A TAUNTON businessman is bidding to save one of the world's most historic ships and dock her in Falmouth.

Commercial property developer Tim Roper, of Isle Abbots, near Taunton, has secured ownership of HMS Carrick, the only wooden sailing passenger ship of the 19th Century to survive in Great Britain. The ship, which is 176 foot long and weighs 800 tonnes, is currently moored in Scotland but is facing immediate deconstruction.

So Mr Roper has agreed to take over the ship and move her to Falmouth to be a tourist attraction. Mr Roper said: "It is such a historical vessel and such a beautiful vessel that to scrap it would be a crime really.

"I have been up to see it and it is simply the most fantastic thing in the world.
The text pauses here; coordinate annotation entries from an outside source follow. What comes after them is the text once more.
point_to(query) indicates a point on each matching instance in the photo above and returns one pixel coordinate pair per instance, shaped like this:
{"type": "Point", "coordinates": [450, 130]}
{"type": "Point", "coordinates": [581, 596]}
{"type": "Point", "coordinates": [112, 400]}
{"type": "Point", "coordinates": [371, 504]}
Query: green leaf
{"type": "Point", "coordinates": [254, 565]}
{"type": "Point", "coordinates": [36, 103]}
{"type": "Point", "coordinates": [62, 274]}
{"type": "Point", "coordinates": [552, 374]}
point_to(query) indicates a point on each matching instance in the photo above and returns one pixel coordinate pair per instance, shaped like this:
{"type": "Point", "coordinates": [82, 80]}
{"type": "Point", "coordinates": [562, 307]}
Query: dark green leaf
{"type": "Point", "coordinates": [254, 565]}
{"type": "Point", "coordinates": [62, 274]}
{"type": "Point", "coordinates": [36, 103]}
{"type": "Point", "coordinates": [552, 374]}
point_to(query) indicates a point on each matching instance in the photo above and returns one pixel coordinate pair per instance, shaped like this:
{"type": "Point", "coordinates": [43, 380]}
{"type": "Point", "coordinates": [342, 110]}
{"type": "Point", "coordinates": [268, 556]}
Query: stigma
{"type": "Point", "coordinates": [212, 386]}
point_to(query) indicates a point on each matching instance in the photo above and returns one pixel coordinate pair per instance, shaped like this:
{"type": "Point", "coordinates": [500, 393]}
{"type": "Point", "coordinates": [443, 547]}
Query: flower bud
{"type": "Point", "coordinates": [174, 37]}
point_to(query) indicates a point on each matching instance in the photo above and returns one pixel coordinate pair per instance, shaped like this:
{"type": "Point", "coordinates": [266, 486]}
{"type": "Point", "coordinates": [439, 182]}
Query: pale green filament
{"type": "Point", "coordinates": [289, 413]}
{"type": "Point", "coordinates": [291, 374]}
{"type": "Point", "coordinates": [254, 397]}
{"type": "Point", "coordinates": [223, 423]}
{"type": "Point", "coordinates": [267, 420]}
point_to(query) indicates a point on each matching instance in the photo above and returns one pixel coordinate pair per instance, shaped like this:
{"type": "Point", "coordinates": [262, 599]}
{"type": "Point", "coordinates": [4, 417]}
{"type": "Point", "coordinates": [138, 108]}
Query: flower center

How could anyone not want to save her and restore her to her original beauty.

"I have an exclusive agreement with North Ayreshire Council to buy her and I then have to bring her back to Falmouth I think that will cost in the region of £300,000 and £400,000 so it is a big task."

HMS Carrick - or The City of Adelaide as she was originally known - was launched in Sunderland in 1864 and carried cargo and passengers to the ports of South Australia.

She then became a cargo ship before ending her days in 1893 when she became a floating isolation hospital. Three decades later the admiralty bought her as a Royal Navy training ship for reservists and renamed here HMS Carrick. Moored in Glas-gow, she spent 44 years as the navy's floating base in Scotland before being left to rot.

Mr Roper said: "I envisage turning her into a floating rest-aurant, an art gallery, a floating hotel, a college or even as unique office space for the hi-tech and creative industries.

"We are hoping to be able to moor her alongside the mussel boats just down river from Trelissick gardens and the King Harry Ferry so that she can be accessed by road or river."

Mr Roper is now hoping to get other businesses involved to help with the cost of the work.